Crypto currency, also called digital currency, is a virtual currency you can send/receive online medium. Digital currency represents value that is not issued by a Financial Authority of any country or any government, but is accepted by people as a means of payment for goods or services.

There are currently more than 900 crypto currencies available over the internet, and new crypto currency can be created any time. Bitcoin, Ripple, Ethereum, are some of today’s bigger players that you may have heard of.

Differences between Traditional Money Vs Digital Money

Digital currency maintains complete secrecy of users. Every time you swipe your credit or debit card, your personal information is shared with bank and government, resultant they can use this data to track your activities.

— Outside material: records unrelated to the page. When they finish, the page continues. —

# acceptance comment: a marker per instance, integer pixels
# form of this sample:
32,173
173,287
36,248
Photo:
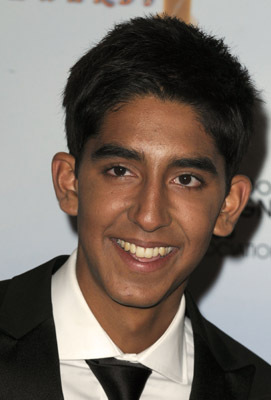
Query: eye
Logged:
118,170
188,180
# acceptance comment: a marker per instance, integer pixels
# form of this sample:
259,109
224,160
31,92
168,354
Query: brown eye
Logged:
119,171
188,180
185,179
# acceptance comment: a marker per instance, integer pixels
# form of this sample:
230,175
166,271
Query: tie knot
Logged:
121,380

Crypto currency transactions carry no personal information (unless you add it yourself). This privacy also decreases the chances of identity revealing.

✓ Constant access to your accounts.

Traditional accounts can be unmoving, but digital currency exists outside the regulations and laws that allow this to move, The Frequency to get suffer while accessing your Accounts is very rare to be happened.

✓ No fraud!

Individual Crypto-Currencies are digital and cannot be counterfeited or reversed arbitrarily by the sender.

✓ Lower fees.

Traditional banks charge fees to process transactions. With digital currency being exchanged over the internet, there is usually low/ no transaction fees.

✓ Access to everyone.

There are around 2.2 billion people with access to the Internet or smart phones who limited there have access to a traditional exchange. For these people, the Crypto-Currency is perfect.